I saw an article by John Ferrara discussing how Alan Turing’s ideas apply to search (thanks to Daniel Tunkelang from Endeca for pointing this out on his blog). John observed that people often expect search engines to understand them in the same way that a person would. While search engines aren’t able to do this, one tactic he suggested was to help people formulate their queries by using a suggest function. I’ve blogged before that I am a big fan of this functionality. Yahoo has had their Search Assist for over a year, Google recently added suggestions to their home page and we’re offering our Auto Complete to all of our customers (now over 300 sites and growing). John predicted that this functionality will be ubiquitous in a couple of years and your site will look behind the times if it doesn’t include suggestions. I agree.
Another approach we take to query formulation is to show related searches on the search result page itself, both at the top and/or bottom of the results and with each search result. These enable people to execute a new query just by clicking on one of the search suggestions.

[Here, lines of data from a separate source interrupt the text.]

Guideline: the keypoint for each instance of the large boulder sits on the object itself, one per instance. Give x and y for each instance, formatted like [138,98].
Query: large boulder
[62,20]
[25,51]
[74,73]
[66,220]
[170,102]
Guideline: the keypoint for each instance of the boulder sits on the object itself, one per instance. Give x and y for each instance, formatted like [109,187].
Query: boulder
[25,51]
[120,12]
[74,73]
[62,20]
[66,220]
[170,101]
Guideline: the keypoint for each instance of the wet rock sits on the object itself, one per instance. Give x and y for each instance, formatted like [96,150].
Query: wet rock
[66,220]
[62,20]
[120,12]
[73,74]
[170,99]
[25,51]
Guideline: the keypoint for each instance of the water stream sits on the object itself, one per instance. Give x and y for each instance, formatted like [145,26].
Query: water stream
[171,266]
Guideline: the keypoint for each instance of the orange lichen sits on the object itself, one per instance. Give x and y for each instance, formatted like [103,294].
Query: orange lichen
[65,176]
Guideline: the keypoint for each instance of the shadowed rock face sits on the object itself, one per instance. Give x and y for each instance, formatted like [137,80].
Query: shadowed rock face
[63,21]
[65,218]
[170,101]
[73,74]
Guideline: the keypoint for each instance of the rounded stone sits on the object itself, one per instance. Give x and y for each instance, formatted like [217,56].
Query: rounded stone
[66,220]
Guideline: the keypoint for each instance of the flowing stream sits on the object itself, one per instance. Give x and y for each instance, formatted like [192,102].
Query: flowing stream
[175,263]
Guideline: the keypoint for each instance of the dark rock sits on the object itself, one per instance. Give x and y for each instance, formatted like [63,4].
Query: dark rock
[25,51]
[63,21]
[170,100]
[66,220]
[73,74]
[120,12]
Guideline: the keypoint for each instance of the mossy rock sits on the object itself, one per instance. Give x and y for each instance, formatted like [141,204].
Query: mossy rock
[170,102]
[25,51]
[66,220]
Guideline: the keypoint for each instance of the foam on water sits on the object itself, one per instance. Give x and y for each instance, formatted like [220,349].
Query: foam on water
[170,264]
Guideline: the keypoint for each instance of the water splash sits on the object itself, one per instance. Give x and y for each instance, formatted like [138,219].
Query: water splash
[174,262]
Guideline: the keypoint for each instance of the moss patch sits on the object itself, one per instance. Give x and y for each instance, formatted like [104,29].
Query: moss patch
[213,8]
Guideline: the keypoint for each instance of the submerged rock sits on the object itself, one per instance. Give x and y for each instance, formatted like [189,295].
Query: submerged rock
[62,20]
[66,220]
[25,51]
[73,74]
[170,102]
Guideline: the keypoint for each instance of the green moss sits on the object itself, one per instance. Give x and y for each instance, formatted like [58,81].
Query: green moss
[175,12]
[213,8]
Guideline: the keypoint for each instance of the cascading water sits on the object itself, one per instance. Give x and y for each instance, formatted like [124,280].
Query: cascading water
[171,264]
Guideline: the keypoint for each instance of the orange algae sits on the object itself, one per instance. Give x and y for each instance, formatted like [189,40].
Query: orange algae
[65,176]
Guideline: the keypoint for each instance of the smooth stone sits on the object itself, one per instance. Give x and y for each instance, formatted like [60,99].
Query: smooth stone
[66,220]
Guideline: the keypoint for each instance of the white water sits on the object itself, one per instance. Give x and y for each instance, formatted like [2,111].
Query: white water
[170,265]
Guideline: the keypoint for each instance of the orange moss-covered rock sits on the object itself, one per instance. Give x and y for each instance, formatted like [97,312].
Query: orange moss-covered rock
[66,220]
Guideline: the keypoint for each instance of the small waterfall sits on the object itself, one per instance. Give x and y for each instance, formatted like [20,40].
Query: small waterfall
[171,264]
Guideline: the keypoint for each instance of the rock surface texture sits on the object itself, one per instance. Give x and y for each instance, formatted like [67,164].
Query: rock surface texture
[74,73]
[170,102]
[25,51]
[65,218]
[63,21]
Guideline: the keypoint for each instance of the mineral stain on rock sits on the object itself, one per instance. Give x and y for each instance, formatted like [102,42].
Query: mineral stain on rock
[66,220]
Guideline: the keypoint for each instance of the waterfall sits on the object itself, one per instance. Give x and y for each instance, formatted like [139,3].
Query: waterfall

John went on to talk about how to improve the search assuming the user has done a good enough job of phrasing the query. He quite rightly pointed out that the best result is often not at the top and suggested reviewing your search logs to identify the most popular queries and tuning the results for those queries. I agree that it is important to review and tweak the results for the most popular terms – but this approach isn’t scalable because search has such a long tail. The approach we take at SLI Systems is to watch which results the users are clicking on and rank those results higher. This lets the users do the tuning and means the search continually gets better without a huge effort on your behalf.